In my opinion, the key thing is – with brass cased ammo – you can reload it, if you so desire. (Or even collect enough and sell it to reloaders…)

If you have a barrel that is a step up from Mil Spec, and you want to do a lot of inexpensive range or outdoor shooting with steel cased ammo – then spray some very light lube on your ammo – wipe it down, give the barrel a squirt in the chamber and shoot the hell out of it.

My only other thoughts are that the hardness of steel casings, in and of itself, provides the potential for jamming, whereas brass is much more forgiving. Or, buy an extra Mil Spec barrel, and use that for shooting steel cased ammo. You can buy a new Mil Spec barrel for 70 to 90 bucks – hello………………..

James Rea
James Rea

March 02, 2017

I will say this. I have been shooting the M16/AR-15 platform since 1978. In the military, all we used was M193 ammo (5.56 55 gr. BTHP or FMJ). In my personally owned ARs, all I ever use is good quality brass-cased ammo. It is important for me to be able to depend on my ARs and for them to run reliably as well as last a good long time. I have helped a few people dislodge stuck steel casing from the chambers in their ARs. I have also witnessed an AR not function well with steel-cased ammo. This ammo was causing short-stroking and failure to extract within one 30-round magazine’s worth of ammo. I made a believer out of a few guys whom I have helped. They no longer use steel-cased ammo in their ARs. I even tried Tula .30 Carbine in my M1 Carbine one time. It would not even cycle the bolt. In lieu of all of this, I will say that my AK will eat steel-cased ammo all day long. That is what it is made to shoot. AR-15s were NEVER designed to shoot steel-cased ammo. The metallurgy of the bolt and chamber and the tolerances to which it is made were to accommodate brass-cased ammo.
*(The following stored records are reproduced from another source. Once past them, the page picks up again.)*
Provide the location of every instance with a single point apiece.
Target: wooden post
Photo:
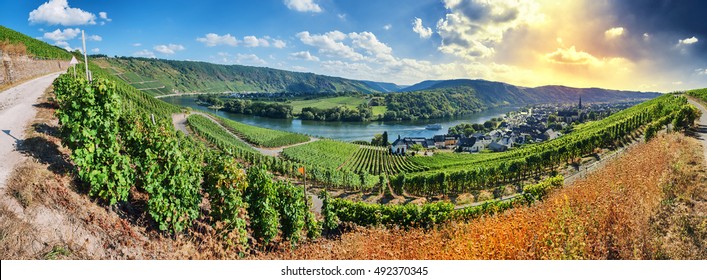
(85, 55)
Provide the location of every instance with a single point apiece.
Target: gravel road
(16, 111)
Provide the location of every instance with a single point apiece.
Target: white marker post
(85, 57)
(73, 64)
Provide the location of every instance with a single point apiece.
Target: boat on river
(433, 126)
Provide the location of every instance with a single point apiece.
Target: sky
(647, 45)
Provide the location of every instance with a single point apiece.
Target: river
(349, 131)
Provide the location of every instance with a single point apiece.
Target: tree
(377, 140)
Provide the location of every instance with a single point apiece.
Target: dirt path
(17, 109)
(701, 131)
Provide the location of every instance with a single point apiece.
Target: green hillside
(436, 99)
(161, 77)
(33, 46)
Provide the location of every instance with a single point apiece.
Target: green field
(263, 136)
(216, 135)
(327, 103)
(328, 154)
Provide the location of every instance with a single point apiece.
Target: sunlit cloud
(614, 32)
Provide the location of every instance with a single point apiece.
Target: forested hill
(14, 42)
(497, 93)
(160, 77)
(437, 99)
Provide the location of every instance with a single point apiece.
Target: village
(532, 124)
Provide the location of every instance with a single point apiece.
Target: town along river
(349, 131)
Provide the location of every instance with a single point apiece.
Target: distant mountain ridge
(160, 77)
(498, 93)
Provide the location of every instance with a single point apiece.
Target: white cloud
(417, 27)
(213, 39)
(59, 12)
(614, 32)
(62, 35)
(571, 56)
(303, 6)
(688, 41)
(278, 44)
(144, 53)
(62, 44)
(330, 43)
(249, 59)
(304, 55)
(104, 17)
(252, 41)
(370, 44)
(168, 49)
(472, 28)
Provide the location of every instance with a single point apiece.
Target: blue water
(349, 131)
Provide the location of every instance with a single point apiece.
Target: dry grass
(650, 203)
(609, 215)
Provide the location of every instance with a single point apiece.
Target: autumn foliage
(605, 216)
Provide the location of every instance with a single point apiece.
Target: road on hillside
(180, 123)
(17, 109)
(701, 131)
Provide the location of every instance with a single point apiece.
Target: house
(507, 140)
(398, 147)
(496, 147)
(466, 144)
(402, 145)
(445, 141)
(550, 134)
(480, 145)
If someone chooses to shoot steel-cased ammo in their ARs, I will not stop them, but I will tell them of the issues that can happen. They can make their own decision. After all, it is their AR that is going to be abused and not mine. I think it is important that they know what can happen. In addition, not all ARs will handle steel-cased ammo very well. It all depends on who made the barrel, barrel lining/treatment, which chamber it has, which gas system it has, and how the gas port is sized. The way I see it, brass-cased ammo will work in every AR. Steel-cased ammo will not.